Cerebral blood volume (CBV) is mildly elevated around the periphery of the lesion. Spectroscopy (not shown) demonstrates elevation of choline, reversal of choline creatine ratio, reduced NAA and a lactate peak.

Conclusion: Left cerebellar mass with associated hydrocephalus most likely represents a metastasis.

Case Discussion

The patient went on to have surgery confirming the diagnosis of cerebellar metastasis

Histology

MICROSCOPIC DESCRIPTION:

Paraffin sections show fragments of a densely hypercellular tumour. Tumour cells have moderately pleomorphic round and oval nuclei with finely granular cytoplasm and a variable amount of eosinophilic cytoplasm and are arranged predominantly in diffuse sheets. Poorly formed papillary and perivascular pseudo-rosettte like structures are noted. Moderate numbers of mitotic figures are identified. Scattered small foci of tumour necrosis are also seen.

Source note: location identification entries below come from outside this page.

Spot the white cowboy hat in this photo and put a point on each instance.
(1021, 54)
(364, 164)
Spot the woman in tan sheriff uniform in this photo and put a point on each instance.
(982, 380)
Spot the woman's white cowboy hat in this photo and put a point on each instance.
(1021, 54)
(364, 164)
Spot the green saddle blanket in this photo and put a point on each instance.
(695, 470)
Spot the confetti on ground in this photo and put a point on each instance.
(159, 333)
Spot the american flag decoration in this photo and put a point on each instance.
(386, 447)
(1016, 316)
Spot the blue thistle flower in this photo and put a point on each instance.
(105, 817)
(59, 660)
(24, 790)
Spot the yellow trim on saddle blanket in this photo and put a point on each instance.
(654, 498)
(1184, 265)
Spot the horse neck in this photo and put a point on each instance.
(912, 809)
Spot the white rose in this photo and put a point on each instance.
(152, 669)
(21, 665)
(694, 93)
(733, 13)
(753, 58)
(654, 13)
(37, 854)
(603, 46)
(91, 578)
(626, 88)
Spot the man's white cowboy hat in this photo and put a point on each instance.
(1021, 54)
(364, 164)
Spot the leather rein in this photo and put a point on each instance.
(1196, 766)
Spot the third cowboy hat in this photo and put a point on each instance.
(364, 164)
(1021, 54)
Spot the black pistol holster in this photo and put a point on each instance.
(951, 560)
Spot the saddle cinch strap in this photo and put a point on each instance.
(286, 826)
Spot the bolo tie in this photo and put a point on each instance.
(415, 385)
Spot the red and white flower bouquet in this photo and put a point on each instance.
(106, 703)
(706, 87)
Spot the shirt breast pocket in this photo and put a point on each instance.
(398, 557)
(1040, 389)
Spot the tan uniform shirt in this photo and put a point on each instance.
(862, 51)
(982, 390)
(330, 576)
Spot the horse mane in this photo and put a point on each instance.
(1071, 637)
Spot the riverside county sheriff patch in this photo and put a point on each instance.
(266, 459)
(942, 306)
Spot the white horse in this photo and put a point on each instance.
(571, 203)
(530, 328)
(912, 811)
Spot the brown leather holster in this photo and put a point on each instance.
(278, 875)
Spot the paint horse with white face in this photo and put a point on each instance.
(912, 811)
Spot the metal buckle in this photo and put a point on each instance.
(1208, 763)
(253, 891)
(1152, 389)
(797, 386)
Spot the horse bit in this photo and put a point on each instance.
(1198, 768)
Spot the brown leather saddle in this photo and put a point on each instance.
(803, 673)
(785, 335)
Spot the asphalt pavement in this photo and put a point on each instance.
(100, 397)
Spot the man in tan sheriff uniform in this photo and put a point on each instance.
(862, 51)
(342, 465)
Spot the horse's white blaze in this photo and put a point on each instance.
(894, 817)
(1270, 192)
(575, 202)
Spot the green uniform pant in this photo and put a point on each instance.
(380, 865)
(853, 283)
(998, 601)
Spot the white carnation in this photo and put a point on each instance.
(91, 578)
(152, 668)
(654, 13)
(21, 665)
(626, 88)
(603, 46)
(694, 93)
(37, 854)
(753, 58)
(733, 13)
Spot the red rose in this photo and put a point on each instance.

Immunohistochemistry shows strong cytoplasmic staining in tumour cells for CD99, CD56 and synaptophysin. There is patchy strong cytoplasmic staining for epithelial membrane antigen (EMA) and patchy moderate staining for pancytokeratin AE1/AE3, neurone specific enolase (NSE) and chromogranin. No staining for TTF-1, tyrosinase, SOX10, S-100 protein, CDX2, oestrogen receptor (ER) or cytokeratins (CK7; CK20) is seen in tumour cells. The features are of metastatic neuroendocrine carcinoma.

FINAL DIAGNOSIS: Metastatic neuroendocrine carcinoma.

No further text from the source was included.